Some Fintech regulations in India

  1. Payment and Settlement Systems Act (2007): This law is the principal legislation, governing the payments regulation in India. This act prohibits the initiation and operation of any payment system in India; without prior authorization of RBI. Payment structures include credit and debit card operations, smart card operations, money transfers, and PPIs.

  2. Guidelines regulating P2P Lending Platforms: Peer-to-Peer Lending Platform Directions of 2017 prescribe the lender exposure norms and borrowing limits concerning the operations of P2P lending platforms in India.

  3. NCPI Regulations regarding UPI payments: The UPI Procedural Guidelines, issued by the NCPI, regulate the UPI payments in India. According to this framework, money transfer services through UPI platforms have to be generated by the banks. Banks can engage technology providers to carry out the operation of mobile applications for UPI payments but under the eligibility criteria and prudential norms as prescribed by the NCPI.

  4. NBFC Regulations: The Reserve Bank of India Act of 1934 governs all NBFCs. According to its regulations, any organization providing fintech services in India will have to be registered by the RBI. According to section 45-IA of the RBI Act, no NBFC can initiate or carry on the business of a non-banking financial institution without obtaining the certificate of registration from RBI.

  5. Regulations governing Payment Banks: The payment banks do operate as a bank but function on a smaller scale. It cannot provide loans or issue credit cards. These banks are registered as private limited companies and licensed under section 22 of the Banking Regulations Act of 1949. Specific licensing conditions restrict the banks activities, especially for the acceptance of demand deposits and on payment and settlements.

Some important facts by INVEST INDIA (National Investment Promotion & Facilitation Agency)

The Indian Fintech industry ecosystem sees a wide range of subsegments, including Payments, Lending, Wealth Technology (WealthTech), Personal Finance Management, Insurance Technology (InsurTech), Regulation Technology (RegTech), etc. As of October 2021, Indias Unified Payments Interface (UPI) has seen participation of 261 banks and has recorded 4.21 Bn monthly transactions worth over $100 Bn in October21.

Challenges for FinTech industry in India

Despite of perks and advantages of financial technology advancements still it is undergoing with some challenges which is a matter of concern for our Fintech Companies. With no doubt Fintech has helped improve the products and services offered by traditional financial services. But a central issue of the industry is the hidden risk of breach of cybersecurity.

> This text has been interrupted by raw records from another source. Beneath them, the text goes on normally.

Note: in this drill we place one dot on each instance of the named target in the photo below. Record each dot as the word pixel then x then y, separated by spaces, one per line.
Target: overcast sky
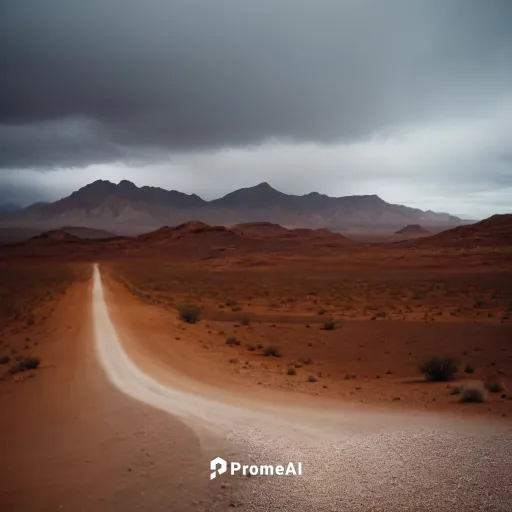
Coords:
pixel 407 99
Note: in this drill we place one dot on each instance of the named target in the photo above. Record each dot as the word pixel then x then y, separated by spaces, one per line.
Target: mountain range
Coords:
pixel 128 209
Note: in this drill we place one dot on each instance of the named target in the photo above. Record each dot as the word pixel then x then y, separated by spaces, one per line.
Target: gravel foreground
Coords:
pixel 352 460
pixel 404 470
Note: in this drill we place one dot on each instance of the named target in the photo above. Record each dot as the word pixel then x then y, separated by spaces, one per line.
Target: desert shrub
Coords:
pixel 190 314
pixel 232 341
pixel 495 385
pixel 329 325
pixel 24 364
pixel 469 369
pixel 473 392
pixel 271 351
pixel 439 368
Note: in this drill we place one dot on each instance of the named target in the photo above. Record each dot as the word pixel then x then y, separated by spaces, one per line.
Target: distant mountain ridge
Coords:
pixel 126 208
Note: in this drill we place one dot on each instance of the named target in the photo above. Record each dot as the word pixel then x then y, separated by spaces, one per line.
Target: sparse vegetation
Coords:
pixel 495 384
pixel 189 313
pixel 329 325
pixel 473 392
pixel 439 368
pixel 272 351
pixel 469 368
pixel 24 364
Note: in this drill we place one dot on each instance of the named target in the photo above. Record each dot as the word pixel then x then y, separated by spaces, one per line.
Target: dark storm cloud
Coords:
pixel 96 81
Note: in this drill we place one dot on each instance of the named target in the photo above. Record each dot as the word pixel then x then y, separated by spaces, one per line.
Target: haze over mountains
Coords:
pixel 128 209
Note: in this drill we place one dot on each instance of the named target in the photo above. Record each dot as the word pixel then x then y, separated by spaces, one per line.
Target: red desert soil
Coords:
pixel 71 438
pixel 386 322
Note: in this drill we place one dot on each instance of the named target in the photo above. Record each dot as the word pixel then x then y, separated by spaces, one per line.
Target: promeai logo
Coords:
pixel 219 463
pixel 219 466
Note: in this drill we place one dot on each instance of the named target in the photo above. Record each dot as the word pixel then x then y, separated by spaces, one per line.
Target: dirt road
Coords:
pixel 354 459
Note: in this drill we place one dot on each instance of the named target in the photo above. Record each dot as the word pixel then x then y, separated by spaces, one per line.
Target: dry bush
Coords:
pixel 469 368
pixel 329 325
pixel 24 364
pixel 473 392
pixel 190 314
pixel 495 384
pixel 272 351
pixel 439 368
pixel 232 341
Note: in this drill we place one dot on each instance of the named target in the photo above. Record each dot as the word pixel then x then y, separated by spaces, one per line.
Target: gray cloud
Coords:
pixel 92 82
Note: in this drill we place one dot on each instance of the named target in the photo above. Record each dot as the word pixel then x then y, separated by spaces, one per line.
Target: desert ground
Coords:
pixel 299 348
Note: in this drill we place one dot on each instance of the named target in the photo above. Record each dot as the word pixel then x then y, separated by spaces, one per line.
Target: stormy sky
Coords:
pixel 407 99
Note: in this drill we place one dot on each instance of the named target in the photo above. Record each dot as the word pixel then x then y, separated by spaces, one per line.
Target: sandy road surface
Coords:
pixel 353 459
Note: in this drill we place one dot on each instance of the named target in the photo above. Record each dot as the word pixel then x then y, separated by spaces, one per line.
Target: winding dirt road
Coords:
pixel 354 459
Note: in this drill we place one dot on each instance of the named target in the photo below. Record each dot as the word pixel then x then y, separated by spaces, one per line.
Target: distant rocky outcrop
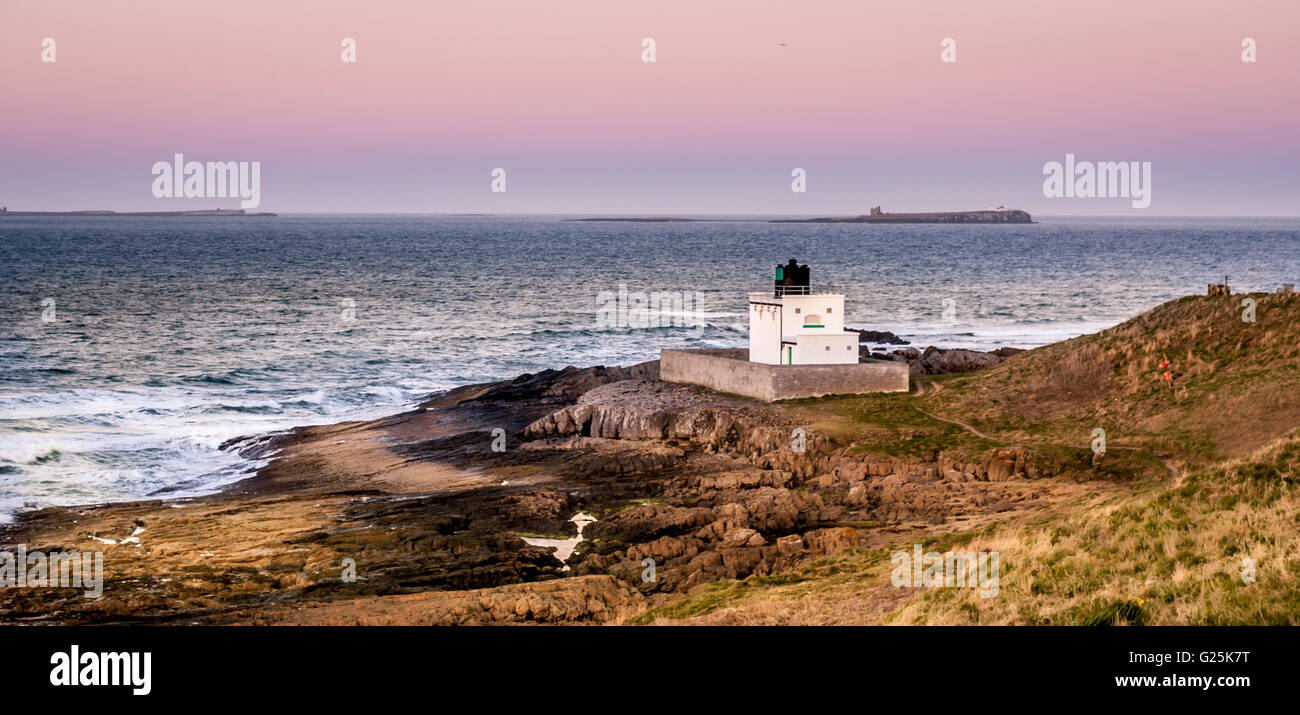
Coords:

This mainly includes:

  • Data breeches

  • Malware risk

  • Third party security risk

  • Cloud based security threats

  • Digital identity risk

Some general challenges faced by Fintech industries are:- Government regulations

Lack of trust

Low transparency

Due to certain customer bad experience Due to customers habits

Increased risk of job cuts Large cost

Dependency on technology


Through this paper we found the history and urrent scenario of Fintech development in India and globally too. And we can clearly see what all benefits and advantages we customers can avail through the development of technology and depending on technology is a no more a barrier. We have shortage to time as we have burden of our work load and if we can save our time by just sitting at one place and by just using some applications through smart devices, it is like a gift from god. Having right information and knowledge about these applications can make our country fully digitally and advanced too. India has become the highest country in the world who is giving great contribution with context to Fintech. And this had become possible by keeping customers security concern in mind by keeping our data secured through other technology i.e. cryptography, crytocurrency and blockchain. These words might be fancy but their use is great. People need to build their knowledge about this concept so that they can keep their faith and can handle their financial matters safe, secured and easily accessible.